1. What were the buffer conditions in which the samples were suspended and subjected to heat-shock treatment? This claims to be kit-free and low cost, hence details should be provided to make buffers and reagents and a cost estimate for an entire reaction should be given.

2. Was any salt used for isopropanol precipitation? If so, which salt and would that interfere with amplification steps and if one wash with 75% ethanol was sufficient to remove all contaminants?

3. Since the authors claim that this technique has advantage over other traditional methods, how long after sample collection in the field can SARS-CoV-2 RNA can be amplified?

4. The nucleocapsid region (N) or open reading frame (ORF) were amplified- what were the primer sequence used (in two different methods) and do they cross react with other N or ORF genes of other SARS viruses?

5. How was specificity confirmed? Was the amplified product sequenced? Melting-curve analysis is not fool proof; there is no mention of a negative control.

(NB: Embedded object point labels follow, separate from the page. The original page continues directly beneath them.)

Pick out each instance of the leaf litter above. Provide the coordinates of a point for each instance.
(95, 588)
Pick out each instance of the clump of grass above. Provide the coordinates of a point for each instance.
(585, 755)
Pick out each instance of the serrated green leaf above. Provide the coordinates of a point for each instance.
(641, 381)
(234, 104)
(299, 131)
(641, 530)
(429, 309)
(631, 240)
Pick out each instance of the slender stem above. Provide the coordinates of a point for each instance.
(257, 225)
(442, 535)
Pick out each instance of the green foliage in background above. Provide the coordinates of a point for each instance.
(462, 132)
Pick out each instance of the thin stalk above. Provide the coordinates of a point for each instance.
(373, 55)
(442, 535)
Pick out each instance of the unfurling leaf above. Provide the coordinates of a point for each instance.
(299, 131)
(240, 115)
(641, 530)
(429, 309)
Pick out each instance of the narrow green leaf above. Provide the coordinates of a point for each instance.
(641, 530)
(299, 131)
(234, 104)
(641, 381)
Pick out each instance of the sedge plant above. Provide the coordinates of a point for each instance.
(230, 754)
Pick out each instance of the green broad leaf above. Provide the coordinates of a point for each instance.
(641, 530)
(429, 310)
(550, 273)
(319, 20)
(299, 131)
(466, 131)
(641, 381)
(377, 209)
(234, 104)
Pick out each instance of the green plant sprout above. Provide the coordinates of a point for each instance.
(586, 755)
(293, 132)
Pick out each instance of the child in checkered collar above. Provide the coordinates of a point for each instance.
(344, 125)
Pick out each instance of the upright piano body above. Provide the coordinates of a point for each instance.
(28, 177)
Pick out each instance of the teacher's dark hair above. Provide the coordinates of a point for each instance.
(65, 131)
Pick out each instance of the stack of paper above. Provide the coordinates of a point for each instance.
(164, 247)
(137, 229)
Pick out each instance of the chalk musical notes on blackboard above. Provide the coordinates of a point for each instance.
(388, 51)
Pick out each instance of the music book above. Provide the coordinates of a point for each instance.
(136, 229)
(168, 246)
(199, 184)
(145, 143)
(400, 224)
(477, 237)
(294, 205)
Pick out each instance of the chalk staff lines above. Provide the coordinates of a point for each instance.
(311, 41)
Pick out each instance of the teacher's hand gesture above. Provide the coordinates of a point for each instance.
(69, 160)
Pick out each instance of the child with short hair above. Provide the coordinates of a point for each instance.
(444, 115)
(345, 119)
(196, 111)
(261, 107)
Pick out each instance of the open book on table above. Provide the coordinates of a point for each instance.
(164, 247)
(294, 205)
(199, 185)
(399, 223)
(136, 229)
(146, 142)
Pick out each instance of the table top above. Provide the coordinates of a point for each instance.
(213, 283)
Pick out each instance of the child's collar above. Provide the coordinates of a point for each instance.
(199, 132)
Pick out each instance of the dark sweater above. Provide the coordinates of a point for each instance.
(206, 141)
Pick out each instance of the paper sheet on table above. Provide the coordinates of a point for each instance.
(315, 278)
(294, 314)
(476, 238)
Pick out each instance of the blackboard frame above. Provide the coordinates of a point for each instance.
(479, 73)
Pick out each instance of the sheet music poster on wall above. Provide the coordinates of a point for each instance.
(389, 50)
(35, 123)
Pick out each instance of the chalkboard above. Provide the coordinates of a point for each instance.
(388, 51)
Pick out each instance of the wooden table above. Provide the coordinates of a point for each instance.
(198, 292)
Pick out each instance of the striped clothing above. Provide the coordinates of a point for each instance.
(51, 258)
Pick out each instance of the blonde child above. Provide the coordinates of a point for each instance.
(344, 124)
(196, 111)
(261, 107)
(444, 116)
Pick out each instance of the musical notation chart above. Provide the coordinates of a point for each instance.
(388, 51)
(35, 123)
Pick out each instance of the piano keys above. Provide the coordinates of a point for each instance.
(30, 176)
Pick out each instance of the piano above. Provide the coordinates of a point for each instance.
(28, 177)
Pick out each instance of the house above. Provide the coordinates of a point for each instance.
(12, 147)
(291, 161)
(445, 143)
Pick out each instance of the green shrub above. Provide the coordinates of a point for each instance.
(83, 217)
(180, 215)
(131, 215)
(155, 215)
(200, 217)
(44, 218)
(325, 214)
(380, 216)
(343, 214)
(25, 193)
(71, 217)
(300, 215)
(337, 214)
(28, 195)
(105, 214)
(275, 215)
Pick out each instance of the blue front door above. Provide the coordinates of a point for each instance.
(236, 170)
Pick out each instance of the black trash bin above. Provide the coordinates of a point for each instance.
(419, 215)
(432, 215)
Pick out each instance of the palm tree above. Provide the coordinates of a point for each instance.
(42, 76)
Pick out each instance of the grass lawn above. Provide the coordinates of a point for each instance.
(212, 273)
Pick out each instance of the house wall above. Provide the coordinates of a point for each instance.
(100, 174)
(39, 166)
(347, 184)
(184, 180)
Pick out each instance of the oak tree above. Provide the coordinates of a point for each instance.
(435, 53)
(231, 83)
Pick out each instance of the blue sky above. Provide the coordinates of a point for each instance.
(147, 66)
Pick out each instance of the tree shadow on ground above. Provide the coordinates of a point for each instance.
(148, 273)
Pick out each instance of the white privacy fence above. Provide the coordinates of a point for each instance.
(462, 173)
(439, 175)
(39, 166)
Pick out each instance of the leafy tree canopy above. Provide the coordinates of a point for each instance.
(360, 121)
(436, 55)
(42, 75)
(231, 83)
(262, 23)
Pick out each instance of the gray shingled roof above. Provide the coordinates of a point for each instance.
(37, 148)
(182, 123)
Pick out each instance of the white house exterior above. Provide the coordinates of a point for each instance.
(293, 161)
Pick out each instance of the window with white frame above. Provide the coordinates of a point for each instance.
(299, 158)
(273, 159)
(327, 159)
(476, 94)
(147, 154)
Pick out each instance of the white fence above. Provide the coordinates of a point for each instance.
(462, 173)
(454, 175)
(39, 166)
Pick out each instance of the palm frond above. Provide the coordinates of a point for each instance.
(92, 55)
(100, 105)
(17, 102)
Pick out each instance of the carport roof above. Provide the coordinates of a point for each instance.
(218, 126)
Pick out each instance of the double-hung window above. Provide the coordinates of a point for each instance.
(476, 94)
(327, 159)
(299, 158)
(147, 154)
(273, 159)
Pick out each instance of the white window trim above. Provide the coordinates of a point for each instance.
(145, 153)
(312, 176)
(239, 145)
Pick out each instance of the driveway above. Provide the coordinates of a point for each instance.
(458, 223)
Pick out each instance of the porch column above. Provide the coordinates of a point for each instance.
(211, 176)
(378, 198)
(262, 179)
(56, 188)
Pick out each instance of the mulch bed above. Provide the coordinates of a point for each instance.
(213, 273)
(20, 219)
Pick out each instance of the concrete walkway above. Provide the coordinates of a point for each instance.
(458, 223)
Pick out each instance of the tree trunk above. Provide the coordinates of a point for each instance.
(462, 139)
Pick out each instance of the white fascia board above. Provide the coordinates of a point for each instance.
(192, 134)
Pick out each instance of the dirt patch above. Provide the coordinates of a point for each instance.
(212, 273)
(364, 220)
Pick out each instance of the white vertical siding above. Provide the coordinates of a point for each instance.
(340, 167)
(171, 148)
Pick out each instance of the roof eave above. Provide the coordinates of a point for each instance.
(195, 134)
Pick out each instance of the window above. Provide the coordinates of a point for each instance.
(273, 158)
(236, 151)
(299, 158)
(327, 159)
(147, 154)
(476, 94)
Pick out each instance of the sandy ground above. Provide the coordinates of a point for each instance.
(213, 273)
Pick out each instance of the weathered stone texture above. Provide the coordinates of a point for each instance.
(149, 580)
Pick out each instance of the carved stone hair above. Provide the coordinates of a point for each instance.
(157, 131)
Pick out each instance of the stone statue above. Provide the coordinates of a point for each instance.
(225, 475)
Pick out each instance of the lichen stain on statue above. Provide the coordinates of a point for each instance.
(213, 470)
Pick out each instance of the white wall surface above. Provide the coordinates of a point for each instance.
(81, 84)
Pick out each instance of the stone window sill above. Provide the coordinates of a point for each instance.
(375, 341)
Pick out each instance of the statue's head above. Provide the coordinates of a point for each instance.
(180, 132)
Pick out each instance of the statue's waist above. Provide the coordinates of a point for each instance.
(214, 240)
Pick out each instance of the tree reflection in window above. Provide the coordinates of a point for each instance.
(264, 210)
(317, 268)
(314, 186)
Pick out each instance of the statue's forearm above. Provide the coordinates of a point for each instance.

6. Previously confirmed positive or negative cases are a good start, but no method so far is caveat-free and thus use of an internal negative control is essential. How many replicates were used?

7. What were the precise cycling conditions used? The data shown in Figures 2 and 3 that compares Ct values with one value are misleading.

8. This reviewer assumes that different primer sequences were used for amplification of either N gene or ORF1ab gene when using two different methods and thus absolute Ct value cannot be compared as reagents, primers and probes or reaction volumes involved are presumably different.

Comments
1
Charles Twardy:

Note: the top panel has the same summary as for Review 2 by M. Sharafeldin. It appears to belong more with that review.